For CFOs, the European Union’s sweeping new data protection law, the General Data Protection Regulation (GDPR), represents both a huge threat and an enormous opportunity.
The threat, of course, is the measure’s punitive teeth. After May 25, 2018, companies found in violation of GDPR are subject to fines of up to 4% of a company’s annual worldwide revenue or €20 million, whichever is greater. That’s a stiff blow to a company’s bottom line, and it’s a safe bet the EU won’t wait long to make an example of a scofflaw.

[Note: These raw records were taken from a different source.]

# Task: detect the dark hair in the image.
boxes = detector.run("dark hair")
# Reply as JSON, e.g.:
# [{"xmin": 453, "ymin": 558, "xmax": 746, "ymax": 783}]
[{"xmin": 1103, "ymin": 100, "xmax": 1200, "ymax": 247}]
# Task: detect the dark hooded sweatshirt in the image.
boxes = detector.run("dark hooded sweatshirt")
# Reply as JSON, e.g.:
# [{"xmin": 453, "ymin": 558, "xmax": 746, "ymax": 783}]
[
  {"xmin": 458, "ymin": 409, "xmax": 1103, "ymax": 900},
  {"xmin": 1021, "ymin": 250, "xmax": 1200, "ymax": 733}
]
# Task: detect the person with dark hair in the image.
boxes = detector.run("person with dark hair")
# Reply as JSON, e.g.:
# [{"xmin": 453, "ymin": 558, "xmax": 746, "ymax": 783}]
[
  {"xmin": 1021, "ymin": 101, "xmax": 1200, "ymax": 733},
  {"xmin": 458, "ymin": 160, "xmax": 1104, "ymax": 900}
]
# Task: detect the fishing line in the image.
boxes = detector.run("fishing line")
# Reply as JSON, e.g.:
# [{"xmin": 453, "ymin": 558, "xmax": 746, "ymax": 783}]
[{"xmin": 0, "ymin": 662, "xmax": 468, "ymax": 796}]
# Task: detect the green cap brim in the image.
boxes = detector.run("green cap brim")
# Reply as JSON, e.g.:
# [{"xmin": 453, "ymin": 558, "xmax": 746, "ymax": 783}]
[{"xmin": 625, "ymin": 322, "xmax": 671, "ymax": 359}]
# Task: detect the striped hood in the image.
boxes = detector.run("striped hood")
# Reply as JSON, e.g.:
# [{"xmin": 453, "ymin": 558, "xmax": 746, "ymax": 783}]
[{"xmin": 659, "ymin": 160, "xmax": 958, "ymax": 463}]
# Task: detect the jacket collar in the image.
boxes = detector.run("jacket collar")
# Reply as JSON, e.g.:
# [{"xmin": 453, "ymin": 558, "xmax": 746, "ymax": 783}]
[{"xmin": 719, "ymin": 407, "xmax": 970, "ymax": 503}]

GDPR will also potentially have an impact on U.S. companies, as any company that stores or processes information about EU citizens with EU states must comply with the regulations, even if they do not have business operations within the EU.
The opportunity lies in the fact that CFOs are in a natural position to play a key role in the complex, cross-organization GDPR compliance effort and even to help lead it.
Think about it. While several different functions — marketing, legal, and IT, as well as finance, for instance — have skin in the GDPR game, no one group is a natural candidate to take charge of the company’s response. So why not the CFO, whose procurement oversight responsibilities, strategic business savvy, and growing cross-organizational role all play well in the GDPR strategy?
At a time when the CFO role is evolving beyond finance to, as Forrester has put it, “a performance leader with strategy in mind, a catalyst of action, a steward of control and an operator of efficiency,” GDPR seems tailor-made for CFOs to influence one of the organization’s broadest and most important endeavors of 2018.
To be sure, a small number of executives surveyed by McKinsey believed their companies still had a long way to go on the road to compliance. Meanwhile, a PwC study found that some companies “see their GDPR programs as a potential differentiator in the market,” hoping “to highlight early compliance to help drive a competitive advantage.”
In either type of company, the CFO’s sharp business lens can be a major asset in making sure the company is tackling GDPR intelligently and cohesively and that the right resources are being made available.
GDPR has been called the most sweeping change to data protection in decades, with 99 provisions instituting new rules on matters such as data use consent, data anonymization, breach notification, trans-border data transfers, and appointment of data protection officers.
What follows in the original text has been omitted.